Com alguns gestores públicos que temos, não é novidade que o Estado, a cada dia que passa, fica sem liquidez. Este problema não é apenas financeiro, mas institucional e estrutural, refletindo a forma como os gestores públicos tratam os assuntos do Estado.
Segundo a Constituição e as leis ordinárias, o interesse público está acima dos interesses privados.
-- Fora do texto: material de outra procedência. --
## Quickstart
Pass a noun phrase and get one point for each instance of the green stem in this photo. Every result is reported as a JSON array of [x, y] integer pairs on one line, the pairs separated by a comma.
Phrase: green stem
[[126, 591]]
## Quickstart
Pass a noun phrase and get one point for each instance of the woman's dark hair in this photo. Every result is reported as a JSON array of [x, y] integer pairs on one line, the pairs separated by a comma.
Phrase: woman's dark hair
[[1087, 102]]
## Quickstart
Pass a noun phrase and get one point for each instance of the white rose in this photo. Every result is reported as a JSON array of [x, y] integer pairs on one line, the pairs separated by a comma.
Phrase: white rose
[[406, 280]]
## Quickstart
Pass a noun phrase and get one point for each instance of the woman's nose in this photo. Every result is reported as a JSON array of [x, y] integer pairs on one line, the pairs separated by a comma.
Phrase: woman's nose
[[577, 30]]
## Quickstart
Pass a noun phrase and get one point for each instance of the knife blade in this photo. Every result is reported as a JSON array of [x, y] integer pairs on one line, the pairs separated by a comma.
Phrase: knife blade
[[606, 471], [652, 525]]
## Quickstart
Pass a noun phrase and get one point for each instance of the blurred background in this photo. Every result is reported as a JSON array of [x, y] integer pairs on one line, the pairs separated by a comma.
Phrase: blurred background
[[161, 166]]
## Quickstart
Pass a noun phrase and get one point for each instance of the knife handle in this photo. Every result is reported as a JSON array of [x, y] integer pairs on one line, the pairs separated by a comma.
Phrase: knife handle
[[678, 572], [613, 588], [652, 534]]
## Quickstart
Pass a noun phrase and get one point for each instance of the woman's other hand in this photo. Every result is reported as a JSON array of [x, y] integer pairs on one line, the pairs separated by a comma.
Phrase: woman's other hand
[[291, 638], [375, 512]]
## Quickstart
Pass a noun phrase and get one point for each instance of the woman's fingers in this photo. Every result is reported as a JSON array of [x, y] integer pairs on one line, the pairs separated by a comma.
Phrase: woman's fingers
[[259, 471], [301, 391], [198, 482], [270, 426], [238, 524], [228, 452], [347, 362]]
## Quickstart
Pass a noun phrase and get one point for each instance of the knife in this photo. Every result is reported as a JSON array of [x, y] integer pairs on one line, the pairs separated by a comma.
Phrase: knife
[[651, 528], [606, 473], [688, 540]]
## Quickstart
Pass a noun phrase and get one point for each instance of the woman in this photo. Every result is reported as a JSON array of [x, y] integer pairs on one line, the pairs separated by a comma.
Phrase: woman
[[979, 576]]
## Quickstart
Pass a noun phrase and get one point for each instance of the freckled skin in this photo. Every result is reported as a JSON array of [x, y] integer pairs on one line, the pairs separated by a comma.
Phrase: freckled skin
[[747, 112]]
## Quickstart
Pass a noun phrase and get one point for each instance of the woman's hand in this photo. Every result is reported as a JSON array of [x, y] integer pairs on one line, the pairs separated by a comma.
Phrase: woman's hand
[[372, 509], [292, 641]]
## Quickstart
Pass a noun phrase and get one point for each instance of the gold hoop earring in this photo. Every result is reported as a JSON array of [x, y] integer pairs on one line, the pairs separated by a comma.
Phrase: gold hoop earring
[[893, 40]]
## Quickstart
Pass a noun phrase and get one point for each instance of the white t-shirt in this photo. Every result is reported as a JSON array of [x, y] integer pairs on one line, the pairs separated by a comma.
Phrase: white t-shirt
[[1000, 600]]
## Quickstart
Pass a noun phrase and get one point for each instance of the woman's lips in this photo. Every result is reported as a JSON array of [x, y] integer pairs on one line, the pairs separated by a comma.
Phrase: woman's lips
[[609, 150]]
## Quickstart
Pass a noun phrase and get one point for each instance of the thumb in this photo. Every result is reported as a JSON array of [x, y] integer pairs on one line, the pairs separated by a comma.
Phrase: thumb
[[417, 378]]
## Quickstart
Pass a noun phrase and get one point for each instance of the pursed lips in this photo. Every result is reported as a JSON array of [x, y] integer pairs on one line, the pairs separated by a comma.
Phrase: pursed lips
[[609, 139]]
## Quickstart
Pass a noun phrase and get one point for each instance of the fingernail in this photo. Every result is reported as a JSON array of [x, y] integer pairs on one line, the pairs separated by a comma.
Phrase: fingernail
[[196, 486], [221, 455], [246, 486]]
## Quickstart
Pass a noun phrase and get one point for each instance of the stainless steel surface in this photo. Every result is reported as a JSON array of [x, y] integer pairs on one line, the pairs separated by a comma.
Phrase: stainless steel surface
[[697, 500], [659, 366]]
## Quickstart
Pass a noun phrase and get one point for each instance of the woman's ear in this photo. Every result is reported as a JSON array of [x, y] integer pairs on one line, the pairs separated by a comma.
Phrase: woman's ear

O artigo 198.º da Constituição define o dever do gestor público nos atos administrativos, impondo os princípios da legalidade, justiça, imparcialidade, proporcionalidade e transparência.
O artigo 16.º do Código do Procedimento Administrativo reforça o princípio da proporcionalidade nas decisões tomadas pelos gestores públicos, garantindo que o Estado não saia prejudicado.
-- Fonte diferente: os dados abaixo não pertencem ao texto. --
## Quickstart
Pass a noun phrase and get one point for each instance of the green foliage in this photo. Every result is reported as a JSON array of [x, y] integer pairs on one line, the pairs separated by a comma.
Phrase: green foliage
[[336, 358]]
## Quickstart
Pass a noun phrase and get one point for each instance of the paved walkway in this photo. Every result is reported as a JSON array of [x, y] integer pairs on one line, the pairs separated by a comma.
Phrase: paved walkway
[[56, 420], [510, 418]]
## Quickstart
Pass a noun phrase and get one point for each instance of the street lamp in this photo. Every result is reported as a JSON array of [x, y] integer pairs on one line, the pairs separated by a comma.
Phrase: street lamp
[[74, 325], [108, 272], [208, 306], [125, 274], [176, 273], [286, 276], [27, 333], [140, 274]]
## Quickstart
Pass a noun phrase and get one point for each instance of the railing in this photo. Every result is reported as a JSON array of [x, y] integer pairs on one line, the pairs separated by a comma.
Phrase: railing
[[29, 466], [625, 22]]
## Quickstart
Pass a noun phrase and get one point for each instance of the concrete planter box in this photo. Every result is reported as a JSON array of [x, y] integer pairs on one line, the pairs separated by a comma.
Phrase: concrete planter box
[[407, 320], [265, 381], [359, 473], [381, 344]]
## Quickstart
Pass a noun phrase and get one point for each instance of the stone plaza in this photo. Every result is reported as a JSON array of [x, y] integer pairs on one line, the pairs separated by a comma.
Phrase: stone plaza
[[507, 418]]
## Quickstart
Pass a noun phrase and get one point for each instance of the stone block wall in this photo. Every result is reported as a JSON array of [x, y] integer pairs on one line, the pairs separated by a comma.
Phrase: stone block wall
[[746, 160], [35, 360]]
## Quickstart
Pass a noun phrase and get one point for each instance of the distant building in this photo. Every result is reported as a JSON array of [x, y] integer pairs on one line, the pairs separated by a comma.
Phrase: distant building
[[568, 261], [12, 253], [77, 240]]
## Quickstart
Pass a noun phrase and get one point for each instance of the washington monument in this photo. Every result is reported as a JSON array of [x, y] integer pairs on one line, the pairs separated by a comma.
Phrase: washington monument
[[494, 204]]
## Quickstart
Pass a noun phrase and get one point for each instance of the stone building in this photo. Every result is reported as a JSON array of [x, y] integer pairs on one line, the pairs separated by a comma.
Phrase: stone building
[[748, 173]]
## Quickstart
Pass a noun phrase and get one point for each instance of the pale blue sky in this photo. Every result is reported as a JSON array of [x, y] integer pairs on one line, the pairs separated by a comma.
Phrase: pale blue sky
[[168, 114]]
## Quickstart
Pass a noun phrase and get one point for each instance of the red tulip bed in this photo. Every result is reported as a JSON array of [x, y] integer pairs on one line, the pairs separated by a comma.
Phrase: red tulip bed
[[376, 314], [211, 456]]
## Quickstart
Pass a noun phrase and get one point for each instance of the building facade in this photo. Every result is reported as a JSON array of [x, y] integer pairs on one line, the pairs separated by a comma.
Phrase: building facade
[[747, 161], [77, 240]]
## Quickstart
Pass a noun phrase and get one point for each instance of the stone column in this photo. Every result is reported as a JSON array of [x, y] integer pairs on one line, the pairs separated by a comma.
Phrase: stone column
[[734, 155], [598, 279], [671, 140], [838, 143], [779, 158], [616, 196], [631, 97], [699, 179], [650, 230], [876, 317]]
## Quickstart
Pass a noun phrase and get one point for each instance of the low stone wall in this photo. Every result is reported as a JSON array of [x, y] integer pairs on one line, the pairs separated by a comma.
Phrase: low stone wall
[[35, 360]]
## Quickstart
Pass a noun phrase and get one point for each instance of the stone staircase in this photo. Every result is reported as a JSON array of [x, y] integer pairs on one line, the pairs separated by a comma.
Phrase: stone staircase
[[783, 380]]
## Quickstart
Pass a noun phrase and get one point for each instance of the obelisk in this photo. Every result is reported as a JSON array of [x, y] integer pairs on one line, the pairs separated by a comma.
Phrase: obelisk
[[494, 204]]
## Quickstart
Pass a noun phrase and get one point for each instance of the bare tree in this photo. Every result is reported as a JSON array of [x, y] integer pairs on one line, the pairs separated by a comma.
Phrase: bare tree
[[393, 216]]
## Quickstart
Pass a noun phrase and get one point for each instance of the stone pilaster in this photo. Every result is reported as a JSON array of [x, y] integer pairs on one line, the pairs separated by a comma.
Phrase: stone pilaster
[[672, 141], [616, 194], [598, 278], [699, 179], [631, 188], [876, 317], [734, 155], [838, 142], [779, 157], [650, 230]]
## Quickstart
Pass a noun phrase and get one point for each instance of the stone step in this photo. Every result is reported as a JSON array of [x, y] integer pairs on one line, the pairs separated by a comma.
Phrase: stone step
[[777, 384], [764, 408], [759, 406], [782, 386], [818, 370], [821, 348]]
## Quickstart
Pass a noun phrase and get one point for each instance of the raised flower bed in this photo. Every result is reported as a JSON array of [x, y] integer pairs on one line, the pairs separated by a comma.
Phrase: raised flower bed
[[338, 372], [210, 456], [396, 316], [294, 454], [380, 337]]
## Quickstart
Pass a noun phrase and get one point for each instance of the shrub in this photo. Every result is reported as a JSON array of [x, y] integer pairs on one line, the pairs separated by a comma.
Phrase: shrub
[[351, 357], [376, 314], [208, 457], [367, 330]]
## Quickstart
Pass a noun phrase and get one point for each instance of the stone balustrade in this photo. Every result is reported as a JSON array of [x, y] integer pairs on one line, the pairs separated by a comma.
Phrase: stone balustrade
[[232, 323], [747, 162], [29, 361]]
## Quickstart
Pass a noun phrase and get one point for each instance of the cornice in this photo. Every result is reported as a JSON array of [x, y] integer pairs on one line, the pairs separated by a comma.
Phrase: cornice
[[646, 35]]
Infelizmente, muitos gestores confundem decisões pessoais com os interesses do Estado, agindo de forma arbitrária e prejudicial.
O PREI é um programa vital para a sustentabilidade financeira do Estado, mas tem recebido verbas insuficientes e mal executadas:
Apesar da elevada taxa de informalidade e do impacto na economia nacional, os recursos destinados ao PREI são cada vez menores.
Há mais de dois anos que venho alertando para a informalidade digital, que é ainda mais prejudicial que a física:
Pequenos comerciantes digitais, em sua maioria de subsistência, não têm literacia fiscal nem condições de pagar softwares certificados pela AGT, que custam mensalmente (12.083 KZ a 15.833 KZ).
Grandes empresas investem em publicidade digital em plataformas internacionais, sem que o Estado tribute essas receitas.
O prejuízo anual estimado em divisas, apenas em serviços de publicidade digital, é de USD 556.160.000, numa altura em que Angola tem apenas cerca de 12 milhões de utilizadores de internet, e os serviços de internet ainda não são utilizados a 100% por este número de utilizadores.
Os gestores públicos deveriam ser responsabilizados civil e criminalmente quando não cumprem o seu papel de defender o interesse do Estado. O Estado paga para que cumpram este dever.
A indiferença diante de situações que lesam gravemente o interesse do Estado, é inadmissível.
Muitos gestores demonstram desconhecimento dos seus papéis, o que se nota pelas respostas que dão aos cidadãos.
Quando um gestor público viola o Código do Procedimento Administrativo e põe em causa os interesses do Estado, deveria ser punido imediatamente, para evitar maiores estragos.
Não é por acaso que o Estado fica sem liquidez: isso resulta da falta de cumprimento dos princípios básicos da administração pública.
A PGR e os Tribunais devem atuar com mais celeridade, respeitando o princípio da proporcionalidade, para garantir que os gestores públicos sejam responsabilizados e que o interesse do Estado seja salvaguardado.